'Needle in a haystack' evidence solves 1988 killing of California woman, authorities say

A California man suspected of raping and killing a 79-year-old woman more than three decades ago was identified Tuesday after authorities examined fingernail scrapings that provided a DNA match.

Galt Police Chief Brian Kalinowski told reporters that advances in DNA technology allowed investigators to identify Terry Leroy Bramble as the man who is alleged to have sexually assaulted, strangled and stabbed Lucille Hultgren in her Northern California home in May 1988.

“The fingernails were key to solving this case,” Sacramento County District Attorney Anne Marie Schubert said.

Lucille Hultgren. (Galt Police Dept. via Facebook)
Lucille Hultgren. (Galt Police Dept. via Facebook)

A motive in the killing remained unknown. Bramble, whom authorities described as a sex offender and a "longtime resident and transient" in the small community of Galt, died in October 2011 of natural causes.

Kalinowski said he was living under a highway bridge at the time.

"He was not on our radar as a potential suspect," Kalinowski said.

Hultgren, who had two sons, moved to the area 25 years earlier from Ohio and "lived a modest a life by all accounts," Schubert said. "Her church and her faith were important to her."

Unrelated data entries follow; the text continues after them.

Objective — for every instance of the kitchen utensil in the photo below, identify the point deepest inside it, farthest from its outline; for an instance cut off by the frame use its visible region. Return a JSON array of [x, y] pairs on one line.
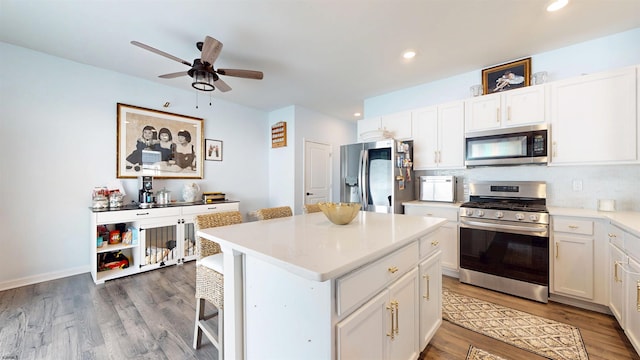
[[163, 197], [190, 192]]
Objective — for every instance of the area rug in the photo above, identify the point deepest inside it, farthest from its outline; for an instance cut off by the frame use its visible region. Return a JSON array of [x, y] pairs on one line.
[[475, 353], [545, 337]]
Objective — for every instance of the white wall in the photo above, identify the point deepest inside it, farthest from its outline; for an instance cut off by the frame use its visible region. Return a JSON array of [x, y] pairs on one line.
[[609, 52], [58, 126], [599, 182], [313, 126]]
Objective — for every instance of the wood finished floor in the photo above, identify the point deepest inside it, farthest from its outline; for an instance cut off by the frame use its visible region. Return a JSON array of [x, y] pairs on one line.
[[150, 316]]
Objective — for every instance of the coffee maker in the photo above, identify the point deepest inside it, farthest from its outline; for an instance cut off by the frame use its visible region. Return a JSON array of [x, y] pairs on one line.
[[145, 195]]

Her husband died the year before her death.

Two of Hultgren’s friends discovered her body in the bedroom of her home when they went to check on her after she missed church, Kalinowski said. The coroner believed her body had been there for two to five days, he said.

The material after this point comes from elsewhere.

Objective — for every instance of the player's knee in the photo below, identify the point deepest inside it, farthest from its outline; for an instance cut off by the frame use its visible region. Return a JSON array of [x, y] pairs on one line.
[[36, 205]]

Traditional investigative techniques failed to identify a suspect, as did earlier efforts to solve Galt's single cold case using DNA, former Galt Police Chief Doug Matthews said. The case was re-examined after a former detective who investigated the killing mentioned it to Schubert last year, she said.

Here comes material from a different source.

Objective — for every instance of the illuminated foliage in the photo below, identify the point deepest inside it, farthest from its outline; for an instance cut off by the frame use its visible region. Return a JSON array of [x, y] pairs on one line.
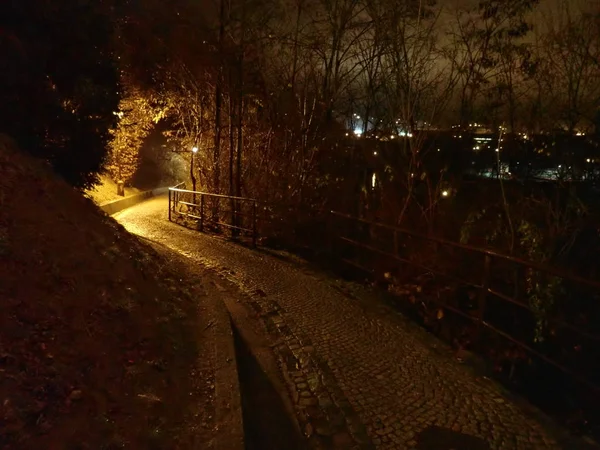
[[137, 114]]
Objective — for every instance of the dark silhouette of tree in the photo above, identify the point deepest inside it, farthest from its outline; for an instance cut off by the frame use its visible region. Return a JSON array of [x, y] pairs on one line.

Schubert said the sample required to analyze DNA has changed considerably over the years, shrinking from the size of a quarter to "less than one-billionth of a Sweet and Low package."

Finding the fingernail scrapings ⁠— some of which were identified as belonging to Bramble ⁠— was like discovering a "needle in a haystack," she added.

A statement provided to authorities by Hultgren's one living son and read by Schubert said that he was "glad to know the case was solved.” It added: “I wish the man was still alive to face the consequences. I wish my older brother was still alive to hear the news."